30 March 2024

FBT compliance work proves costly for employers
13 December 2009

A recent case at the Administrative
Appeals Tribunal (AAT) meant an
employer had to pay $87,739 plus
penalties and interest.
The case involved a company employer and employee
director. The employer did not lodge a fringe benefits tax
(FBT) return for a number of years. An audit of the company
discovered a car fringe benefit liability.
The employer was not aware that:
■ cars garaged near an employee’s home are available for
the employee’s private use
■ a logbook year commonly occurs when you use the
operating cost method for the first time.
If a car is garaged at or near an employee’s home, the
FBT law says it is available for the employee’s private use,
regardless of whether the employee has permission to use
the car privately.
It is very important to keep accurate and up-to-date log books.
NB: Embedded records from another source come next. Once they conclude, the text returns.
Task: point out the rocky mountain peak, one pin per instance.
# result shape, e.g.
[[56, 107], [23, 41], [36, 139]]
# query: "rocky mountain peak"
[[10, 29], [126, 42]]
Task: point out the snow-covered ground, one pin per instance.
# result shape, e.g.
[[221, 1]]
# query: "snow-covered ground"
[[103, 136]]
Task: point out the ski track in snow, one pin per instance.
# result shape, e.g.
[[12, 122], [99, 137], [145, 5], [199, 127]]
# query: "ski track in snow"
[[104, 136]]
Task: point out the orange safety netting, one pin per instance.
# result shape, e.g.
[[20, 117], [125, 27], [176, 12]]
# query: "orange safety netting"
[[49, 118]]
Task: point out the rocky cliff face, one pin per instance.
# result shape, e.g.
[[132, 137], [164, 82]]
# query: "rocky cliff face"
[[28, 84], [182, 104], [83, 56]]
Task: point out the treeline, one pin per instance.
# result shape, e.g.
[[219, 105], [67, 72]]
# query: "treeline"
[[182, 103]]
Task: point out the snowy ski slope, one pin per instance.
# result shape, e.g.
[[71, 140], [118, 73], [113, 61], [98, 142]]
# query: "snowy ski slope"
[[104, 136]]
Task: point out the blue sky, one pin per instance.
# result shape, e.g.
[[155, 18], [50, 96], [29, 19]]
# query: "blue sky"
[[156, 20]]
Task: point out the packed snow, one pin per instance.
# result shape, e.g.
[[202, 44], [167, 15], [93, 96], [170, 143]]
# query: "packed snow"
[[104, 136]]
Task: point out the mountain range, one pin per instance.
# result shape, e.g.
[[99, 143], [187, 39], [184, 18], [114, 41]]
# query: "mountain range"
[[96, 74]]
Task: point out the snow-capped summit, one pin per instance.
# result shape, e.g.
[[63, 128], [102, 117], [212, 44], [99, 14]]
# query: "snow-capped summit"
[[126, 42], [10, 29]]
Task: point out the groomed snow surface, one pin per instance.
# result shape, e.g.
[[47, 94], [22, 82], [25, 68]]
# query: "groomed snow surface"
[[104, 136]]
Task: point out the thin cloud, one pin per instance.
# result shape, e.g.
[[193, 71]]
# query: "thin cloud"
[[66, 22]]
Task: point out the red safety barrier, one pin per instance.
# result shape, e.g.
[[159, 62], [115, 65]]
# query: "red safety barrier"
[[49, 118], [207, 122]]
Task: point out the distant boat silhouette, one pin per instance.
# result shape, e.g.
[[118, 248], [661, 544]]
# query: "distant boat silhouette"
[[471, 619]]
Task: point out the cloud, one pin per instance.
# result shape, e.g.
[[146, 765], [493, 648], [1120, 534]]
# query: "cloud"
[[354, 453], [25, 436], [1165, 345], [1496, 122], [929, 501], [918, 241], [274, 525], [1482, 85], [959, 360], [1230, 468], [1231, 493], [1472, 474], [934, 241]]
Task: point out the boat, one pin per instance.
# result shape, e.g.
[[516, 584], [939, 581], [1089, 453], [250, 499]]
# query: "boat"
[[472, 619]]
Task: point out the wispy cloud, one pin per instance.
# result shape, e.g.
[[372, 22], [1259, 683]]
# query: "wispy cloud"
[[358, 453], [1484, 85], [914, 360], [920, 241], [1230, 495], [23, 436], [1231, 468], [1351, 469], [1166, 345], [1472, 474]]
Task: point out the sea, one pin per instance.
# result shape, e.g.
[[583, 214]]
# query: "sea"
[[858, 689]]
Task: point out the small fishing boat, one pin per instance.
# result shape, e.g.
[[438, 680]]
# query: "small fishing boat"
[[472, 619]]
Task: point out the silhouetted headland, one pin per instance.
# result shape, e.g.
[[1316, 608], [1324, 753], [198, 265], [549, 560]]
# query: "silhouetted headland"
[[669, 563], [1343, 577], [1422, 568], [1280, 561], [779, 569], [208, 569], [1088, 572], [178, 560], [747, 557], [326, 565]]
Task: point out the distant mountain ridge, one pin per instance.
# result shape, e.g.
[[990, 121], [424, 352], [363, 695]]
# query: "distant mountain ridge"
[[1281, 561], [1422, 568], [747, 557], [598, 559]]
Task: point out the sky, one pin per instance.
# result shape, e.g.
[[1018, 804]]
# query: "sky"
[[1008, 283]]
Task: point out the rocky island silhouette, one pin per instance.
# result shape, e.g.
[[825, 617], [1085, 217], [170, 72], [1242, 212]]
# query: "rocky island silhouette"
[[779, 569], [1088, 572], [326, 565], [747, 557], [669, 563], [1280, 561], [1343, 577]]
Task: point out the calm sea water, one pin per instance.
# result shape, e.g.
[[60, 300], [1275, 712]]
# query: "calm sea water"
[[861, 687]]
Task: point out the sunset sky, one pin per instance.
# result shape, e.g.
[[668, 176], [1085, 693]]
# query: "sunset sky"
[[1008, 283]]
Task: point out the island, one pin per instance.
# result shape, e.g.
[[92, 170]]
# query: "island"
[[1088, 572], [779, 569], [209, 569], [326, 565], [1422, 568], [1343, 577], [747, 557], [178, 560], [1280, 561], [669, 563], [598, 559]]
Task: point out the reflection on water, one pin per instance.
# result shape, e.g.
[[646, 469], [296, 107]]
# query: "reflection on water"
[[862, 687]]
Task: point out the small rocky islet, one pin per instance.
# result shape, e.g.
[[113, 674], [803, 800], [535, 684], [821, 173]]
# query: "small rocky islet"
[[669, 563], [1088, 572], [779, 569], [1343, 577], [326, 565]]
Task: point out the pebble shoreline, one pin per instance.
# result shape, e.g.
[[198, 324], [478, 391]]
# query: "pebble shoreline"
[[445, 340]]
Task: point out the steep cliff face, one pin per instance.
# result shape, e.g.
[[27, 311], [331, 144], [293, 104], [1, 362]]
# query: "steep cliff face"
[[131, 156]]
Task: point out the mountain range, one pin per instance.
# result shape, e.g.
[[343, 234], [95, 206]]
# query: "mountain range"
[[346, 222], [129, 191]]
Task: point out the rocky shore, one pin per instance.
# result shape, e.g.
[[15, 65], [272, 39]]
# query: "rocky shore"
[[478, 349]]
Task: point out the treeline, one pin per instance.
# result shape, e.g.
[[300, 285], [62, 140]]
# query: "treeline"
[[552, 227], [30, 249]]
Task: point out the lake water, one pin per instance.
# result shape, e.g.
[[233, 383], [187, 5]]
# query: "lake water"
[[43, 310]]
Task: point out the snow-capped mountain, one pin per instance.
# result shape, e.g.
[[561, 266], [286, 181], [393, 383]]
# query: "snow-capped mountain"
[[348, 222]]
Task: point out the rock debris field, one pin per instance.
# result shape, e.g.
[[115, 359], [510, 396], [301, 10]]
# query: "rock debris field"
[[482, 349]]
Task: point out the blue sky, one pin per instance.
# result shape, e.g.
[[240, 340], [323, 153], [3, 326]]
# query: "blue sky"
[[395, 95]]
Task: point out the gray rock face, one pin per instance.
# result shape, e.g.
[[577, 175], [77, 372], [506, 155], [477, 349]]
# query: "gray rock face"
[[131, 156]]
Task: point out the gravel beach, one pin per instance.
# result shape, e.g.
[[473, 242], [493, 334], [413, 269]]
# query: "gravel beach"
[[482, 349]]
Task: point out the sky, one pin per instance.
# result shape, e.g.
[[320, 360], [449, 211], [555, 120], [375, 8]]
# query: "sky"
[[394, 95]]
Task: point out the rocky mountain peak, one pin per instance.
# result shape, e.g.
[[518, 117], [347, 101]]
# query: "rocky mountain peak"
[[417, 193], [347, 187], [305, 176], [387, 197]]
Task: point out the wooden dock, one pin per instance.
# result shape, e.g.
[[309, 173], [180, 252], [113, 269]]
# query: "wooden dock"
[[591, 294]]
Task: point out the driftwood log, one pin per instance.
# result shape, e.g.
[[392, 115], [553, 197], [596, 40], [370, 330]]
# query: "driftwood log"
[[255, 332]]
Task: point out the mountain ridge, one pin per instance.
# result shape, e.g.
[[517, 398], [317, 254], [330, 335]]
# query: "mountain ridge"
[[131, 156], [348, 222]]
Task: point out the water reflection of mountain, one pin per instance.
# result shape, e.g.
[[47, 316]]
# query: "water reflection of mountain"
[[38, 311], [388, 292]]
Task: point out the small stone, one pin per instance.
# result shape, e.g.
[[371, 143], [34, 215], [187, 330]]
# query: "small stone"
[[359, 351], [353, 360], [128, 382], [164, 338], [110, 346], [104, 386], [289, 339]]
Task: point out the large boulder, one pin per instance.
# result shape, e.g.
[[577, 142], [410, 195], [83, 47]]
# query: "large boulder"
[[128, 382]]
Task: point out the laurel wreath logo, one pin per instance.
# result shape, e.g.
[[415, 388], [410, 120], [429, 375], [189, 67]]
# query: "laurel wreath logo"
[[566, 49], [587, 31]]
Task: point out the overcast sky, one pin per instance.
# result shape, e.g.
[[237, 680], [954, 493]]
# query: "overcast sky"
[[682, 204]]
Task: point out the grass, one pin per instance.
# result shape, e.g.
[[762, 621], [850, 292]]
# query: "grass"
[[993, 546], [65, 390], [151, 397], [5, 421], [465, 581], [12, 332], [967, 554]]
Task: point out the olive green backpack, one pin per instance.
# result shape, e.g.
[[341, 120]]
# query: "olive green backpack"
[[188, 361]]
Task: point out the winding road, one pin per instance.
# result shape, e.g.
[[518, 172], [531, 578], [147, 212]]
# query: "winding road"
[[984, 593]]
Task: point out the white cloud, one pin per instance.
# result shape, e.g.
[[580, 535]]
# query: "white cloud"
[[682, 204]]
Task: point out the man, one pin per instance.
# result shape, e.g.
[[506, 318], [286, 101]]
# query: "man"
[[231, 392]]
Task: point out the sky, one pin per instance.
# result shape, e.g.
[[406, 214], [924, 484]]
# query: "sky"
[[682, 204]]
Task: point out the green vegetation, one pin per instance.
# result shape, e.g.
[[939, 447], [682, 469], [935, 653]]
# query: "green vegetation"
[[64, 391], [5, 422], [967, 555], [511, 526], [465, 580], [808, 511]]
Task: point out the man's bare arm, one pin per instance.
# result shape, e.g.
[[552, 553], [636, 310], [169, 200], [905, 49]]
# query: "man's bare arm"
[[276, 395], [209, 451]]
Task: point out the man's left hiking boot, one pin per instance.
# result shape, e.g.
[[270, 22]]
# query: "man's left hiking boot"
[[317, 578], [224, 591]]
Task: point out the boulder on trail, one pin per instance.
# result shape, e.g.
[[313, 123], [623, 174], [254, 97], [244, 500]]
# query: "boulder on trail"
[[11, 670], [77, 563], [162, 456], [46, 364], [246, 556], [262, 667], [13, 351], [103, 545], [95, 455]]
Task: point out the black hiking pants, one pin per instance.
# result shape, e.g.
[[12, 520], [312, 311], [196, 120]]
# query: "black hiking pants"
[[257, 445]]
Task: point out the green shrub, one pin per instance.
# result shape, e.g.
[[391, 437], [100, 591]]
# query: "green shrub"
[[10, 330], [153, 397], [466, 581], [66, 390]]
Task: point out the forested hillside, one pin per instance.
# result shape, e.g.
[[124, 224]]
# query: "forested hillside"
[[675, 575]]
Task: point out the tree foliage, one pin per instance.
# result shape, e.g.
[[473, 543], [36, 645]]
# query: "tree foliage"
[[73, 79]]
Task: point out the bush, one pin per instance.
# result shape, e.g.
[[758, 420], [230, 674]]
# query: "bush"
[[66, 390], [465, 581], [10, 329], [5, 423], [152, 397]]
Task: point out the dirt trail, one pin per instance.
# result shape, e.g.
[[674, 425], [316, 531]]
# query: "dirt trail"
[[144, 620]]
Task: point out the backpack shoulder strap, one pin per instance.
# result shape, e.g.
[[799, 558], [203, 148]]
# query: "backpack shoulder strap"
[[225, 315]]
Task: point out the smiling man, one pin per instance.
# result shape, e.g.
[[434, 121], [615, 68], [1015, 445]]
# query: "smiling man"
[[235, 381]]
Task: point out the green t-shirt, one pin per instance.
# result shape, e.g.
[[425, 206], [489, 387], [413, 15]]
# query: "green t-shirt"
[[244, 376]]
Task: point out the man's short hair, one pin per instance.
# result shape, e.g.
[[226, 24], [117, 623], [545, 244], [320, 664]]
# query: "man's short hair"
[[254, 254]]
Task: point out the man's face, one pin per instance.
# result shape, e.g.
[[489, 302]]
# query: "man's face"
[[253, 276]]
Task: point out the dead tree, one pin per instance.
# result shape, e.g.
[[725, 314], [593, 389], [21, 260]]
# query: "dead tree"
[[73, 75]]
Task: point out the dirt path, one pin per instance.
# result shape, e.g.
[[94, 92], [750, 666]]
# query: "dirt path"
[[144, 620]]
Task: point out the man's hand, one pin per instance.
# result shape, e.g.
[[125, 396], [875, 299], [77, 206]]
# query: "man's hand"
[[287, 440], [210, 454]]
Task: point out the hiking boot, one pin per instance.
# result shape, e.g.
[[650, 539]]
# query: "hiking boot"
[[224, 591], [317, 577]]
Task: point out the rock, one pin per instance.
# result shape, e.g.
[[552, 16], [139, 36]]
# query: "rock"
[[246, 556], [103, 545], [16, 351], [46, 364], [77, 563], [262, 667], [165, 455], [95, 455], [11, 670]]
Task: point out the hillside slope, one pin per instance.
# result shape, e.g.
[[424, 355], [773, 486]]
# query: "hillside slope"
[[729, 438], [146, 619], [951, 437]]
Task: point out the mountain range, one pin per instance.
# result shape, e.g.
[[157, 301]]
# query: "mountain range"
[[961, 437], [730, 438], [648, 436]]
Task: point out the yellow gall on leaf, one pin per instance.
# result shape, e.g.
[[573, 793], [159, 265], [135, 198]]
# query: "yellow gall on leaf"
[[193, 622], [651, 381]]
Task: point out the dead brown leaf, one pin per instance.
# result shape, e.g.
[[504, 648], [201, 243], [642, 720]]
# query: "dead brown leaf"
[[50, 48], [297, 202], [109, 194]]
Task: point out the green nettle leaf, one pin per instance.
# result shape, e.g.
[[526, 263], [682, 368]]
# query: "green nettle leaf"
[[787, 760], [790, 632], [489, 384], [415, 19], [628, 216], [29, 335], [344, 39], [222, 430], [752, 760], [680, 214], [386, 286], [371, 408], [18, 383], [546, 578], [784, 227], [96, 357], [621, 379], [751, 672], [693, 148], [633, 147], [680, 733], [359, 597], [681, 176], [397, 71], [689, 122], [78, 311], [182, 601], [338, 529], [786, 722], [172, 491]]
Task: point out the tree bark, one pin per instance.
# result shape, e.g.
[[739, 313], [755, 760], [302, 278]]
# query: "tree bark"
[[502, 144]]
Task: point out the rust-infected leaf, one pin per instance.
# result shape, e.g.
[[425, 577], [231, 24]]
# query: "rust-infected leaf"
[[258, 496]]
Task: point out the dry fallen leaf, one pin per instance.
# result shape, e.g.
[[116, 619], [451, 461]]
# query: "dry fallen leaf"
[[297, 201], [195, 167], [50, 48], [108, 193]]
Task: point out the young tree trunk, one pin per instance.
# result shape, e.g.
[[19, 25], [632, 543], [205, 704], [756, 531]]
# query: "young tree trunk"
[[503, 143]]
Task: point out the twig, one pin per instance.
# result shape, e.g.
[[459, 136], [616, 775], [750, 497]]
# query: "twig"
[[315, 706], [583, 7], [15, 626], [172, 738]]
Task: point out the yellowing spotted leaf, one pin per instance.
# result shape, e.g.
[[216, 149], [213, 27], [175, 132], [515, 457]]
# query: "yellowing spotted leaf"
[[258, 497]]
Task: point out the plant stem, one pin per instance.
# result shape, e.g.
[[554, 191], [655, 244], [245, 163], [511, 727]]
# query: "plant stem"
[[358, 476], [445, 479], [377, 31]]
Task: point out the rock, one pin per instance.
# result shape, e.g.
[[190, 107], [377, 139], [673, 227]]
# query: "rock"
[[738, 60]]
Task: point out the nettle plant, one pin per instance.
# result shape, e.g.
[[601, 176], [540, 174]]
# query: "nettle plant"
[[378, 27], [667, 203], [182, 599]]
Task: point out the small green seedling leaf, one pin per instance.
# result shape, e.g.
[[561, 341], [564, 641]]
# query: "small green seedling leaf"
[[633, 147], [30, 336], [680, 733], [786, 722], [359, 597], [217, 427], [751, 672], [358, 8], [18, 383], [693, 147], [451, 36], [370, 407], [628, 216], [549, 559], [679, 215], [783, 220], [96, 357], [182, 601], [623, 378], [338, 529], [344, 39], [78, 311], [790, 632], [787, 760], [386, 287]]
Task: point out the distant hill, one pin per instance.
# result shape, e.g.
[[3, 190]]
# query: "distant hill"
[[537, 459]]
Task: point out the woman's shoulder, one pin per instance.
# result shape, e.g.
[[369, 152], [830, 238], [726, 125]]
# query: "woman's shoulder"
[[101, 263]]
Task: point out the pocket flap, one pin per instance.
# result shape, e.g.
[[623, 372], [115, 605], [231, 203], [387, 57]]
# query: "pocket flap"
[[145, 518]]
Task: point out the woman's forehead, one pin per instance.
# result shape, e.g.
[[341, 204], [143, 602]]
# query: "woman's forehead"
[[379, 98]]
The ATO is continuing to check car benefits through data
matching and compliance verification.
When they review employers’ practices, the average liability
per case is around $77,000 with an associated general
interest charge of over $19,000.
When they escalate cases and issue assessments, additional
penalties average over $38,000 per case.
What this means for you
If you don’t meet their FBT obligations, you may
receive a default assessment and associated penalties.
Lodging an FBT return late is better than getting caught not
correctly accounting for FBT.
If you voluntarily disclose an FBT mistake before the ATO
contacts you, you minimise penalties, although the general
interest charge (GIC) will normally apply.